10. A system for screening subsynchronous oscillation curves, comprising: The system includes a data acquisition module, a data classification module, a data analysis module, a noise filtering module, and a result output module. The data acquisition module is used to acquire a sequence of amplitude data points of electromagnetic transient simulation phasors to be determined for multiple consecutive time windows, based on a custom time window length.
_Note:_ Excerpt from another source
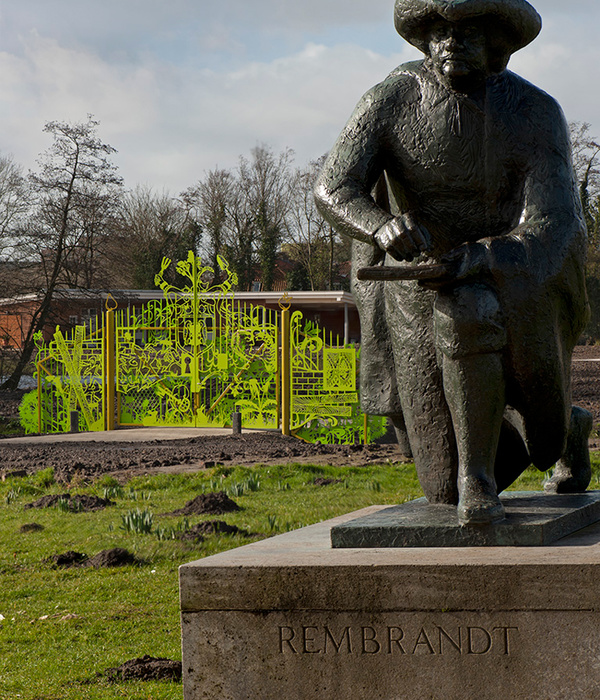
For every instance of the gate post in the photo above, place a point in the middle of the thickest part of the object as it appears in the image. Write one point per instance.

The data classification module is used to input the sequence of amplitude data points to be determined into a pre-established classifier and output the category of the sequence of amplitude data points to be determined. The category of the sequence of amplitude data points to be determined includes oscillating behavior and no oscillating behavior. The data analysis module is used to analyze the sequence of amplitude data points with oscillating behavior to be determined using the time-frequency domain wavelet packet decomposition method, and to obtain the frequency and amplitude of the interharmonic components to be screened. The noise filtering module is used to compare the amplitude percentage of the interharmonic component to be screened with a predetermined amplitude threshold, and to take the interharmonic component to be screened after noise filtering as the remaining interharmonic component. The amplitude percentage data refers to the percentage of the amplitude of the interharmonic component to the fundamental frequency. The result output module is used to determine the output subsynchronous oscillation curve based on the frequency and amplitude percentage of the remaining interharmonic components.

11. A computer-readable storage medium, wherein, The computer-readable storage medium stores a computer program for performing the method according to any one of claims 1 to 9.

12. An electronic device, comprising: processor; Memory used to store the processor's executable instructions; The processor is configured to read the executable instructions from the memory and execute the instructions to implement the method according to any one of claims 1 to 9.